Non si tratta di un disastro rilevato da complicati studi e rilievi da parte di esperti (che a breve saranno svolti) ma da evidenti immagini a tutti facilmente visibili, tramite occhio nudo o tramite Google Maps, di ampie zone della macchia boschiva prive di alberi e dunque di bellezza e benessere per il territorio.
Problema questo che ormai da anni si trascina inascoltato e che ora trova voce nel Consiglio comunale di Velletri tramite il consigliere di maggioranza Carlo Quaglia che con fermezza ha riportato la cruda realtà dei fatti. Il consigliere ha voluto in primis ricordare come l’intera area fosse “zona con vincolo paesaggistico, idrogeologico, nonché sito di interesse comunitario (SIC) e Parco dei Castelli Romani, con regole ferree da rispettare” e “che negli anni duemila è diventato sito di interesse comunitario, cosa che prescrive di rispettare regole molto particolari”.
Arriva dunque la “volontà di un esposto dettagliato alle autorità competenti”, al fine di verificare quali siano le effettive problematiche ambientali. Oltre a ciò ha annunciato che “solleciterò un’interrogazione parlamentare, per poi interessare l’ISPRA (Istituto superiore per la protezione e la ricerca ambientale)”. Il tutto probabilmente coadiuvato da una commissione apposita.
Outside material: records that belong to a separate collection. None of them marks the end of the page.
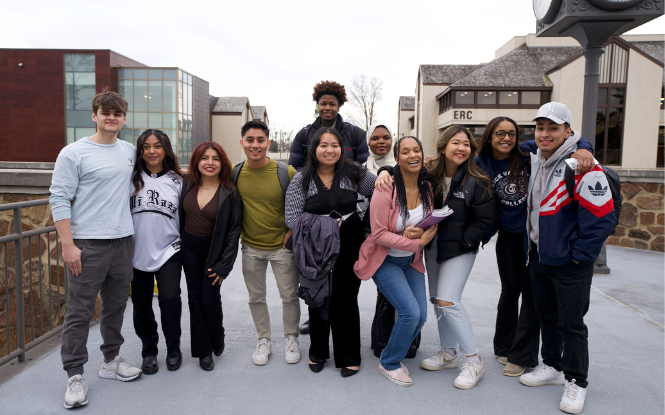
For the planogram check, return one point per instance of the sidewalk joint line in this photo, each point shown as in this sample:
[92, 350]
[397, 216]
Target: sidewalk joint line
[656, 322]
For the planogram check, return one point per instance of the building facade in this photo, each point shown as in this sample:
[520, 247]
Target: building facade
[46, 98]
[529, 71]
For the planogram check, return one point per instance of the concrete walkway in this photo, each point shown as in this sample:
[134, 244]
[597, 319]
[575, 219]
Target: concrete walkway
[626, 361]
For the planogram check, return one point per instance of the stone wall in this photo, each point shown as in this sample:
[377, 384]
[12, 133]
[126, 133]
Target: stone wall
[642, 220]
[44, 288]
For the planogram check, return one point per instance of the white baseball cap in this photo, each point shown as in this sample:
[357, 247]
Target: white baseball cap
[556, 112]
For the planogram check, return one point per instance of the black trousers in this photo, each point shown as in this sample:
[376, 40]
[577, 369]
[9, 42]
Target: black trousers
[170, 306]
[517, 334]
[344, 315]
[561, 294]
[204, 299]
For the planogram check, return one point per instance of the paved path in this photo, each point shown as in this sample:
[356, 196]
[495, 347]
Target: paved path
[626, 368]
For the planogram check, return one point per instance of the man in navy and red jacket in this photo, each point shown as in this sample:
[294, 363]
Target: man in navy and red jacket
[564, 238]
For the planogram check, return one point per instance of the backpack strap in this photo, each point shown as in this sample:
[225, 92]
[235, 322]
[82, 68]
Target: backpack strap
[467, 188]
[283, 175]
[236, 172]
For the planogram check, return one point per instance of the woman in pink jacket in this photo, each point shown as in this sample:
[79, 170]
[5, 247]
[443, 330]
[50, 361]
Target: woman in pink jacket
[392, 255]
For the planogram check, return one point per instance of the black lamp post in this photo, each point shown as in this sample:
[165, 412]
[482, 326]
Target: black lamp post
[592, 23]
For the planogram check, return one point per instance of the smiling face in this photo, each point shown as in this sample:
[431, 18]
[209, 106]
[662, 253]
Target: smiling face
[501, 147]
[380, 141]
[550, 135]
[210, 164]
[328, 108]
[109, 120]
[255, 144]
[153, 154]
[410, 156]
[458, 149]
[329, 151]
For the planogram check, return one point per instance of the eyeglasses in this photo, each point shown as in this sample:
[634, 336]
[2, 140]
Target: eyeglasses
[502, 134]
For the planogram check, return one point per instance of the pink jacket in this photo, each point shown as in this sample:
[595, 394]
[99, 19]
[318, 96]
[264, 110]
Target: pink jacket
[383, 217]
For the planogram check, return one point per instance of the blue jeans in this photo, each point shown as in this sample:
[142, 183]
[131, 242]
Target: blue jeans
[404, 287]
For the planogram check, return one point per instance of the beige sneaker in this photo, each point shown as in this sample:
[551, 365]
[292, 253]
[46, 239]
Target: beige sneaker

Ricorda dunque che la zona boschiva interessata è stata data in gestione nel 2018 tramite accordi economici e quindi di controllo dal Comune di Velletri, accordi che però furono attuati solo sul castagno ceduo, lasciando fuori querce e altre piante vittime prime del bracconaggio (e lasciate quindi fuori dal conteggio annuo che ora andrà ricostruito dopo che una prima impressione ne ha costatato un taglio massiccio). Vi sarebbero in oltre strade che sarebbero passate da trattorabile (2,5 metri) a percorribili (1 metri), spostamenti di sassi e danneggiamento di falde acquifere.
Di fronte a tutto questo sono state elevate ammende e sanzioni amministrative, sanzioni quelle rilevate consiglio che sono dunque ora al vaglio delle autorità competenti.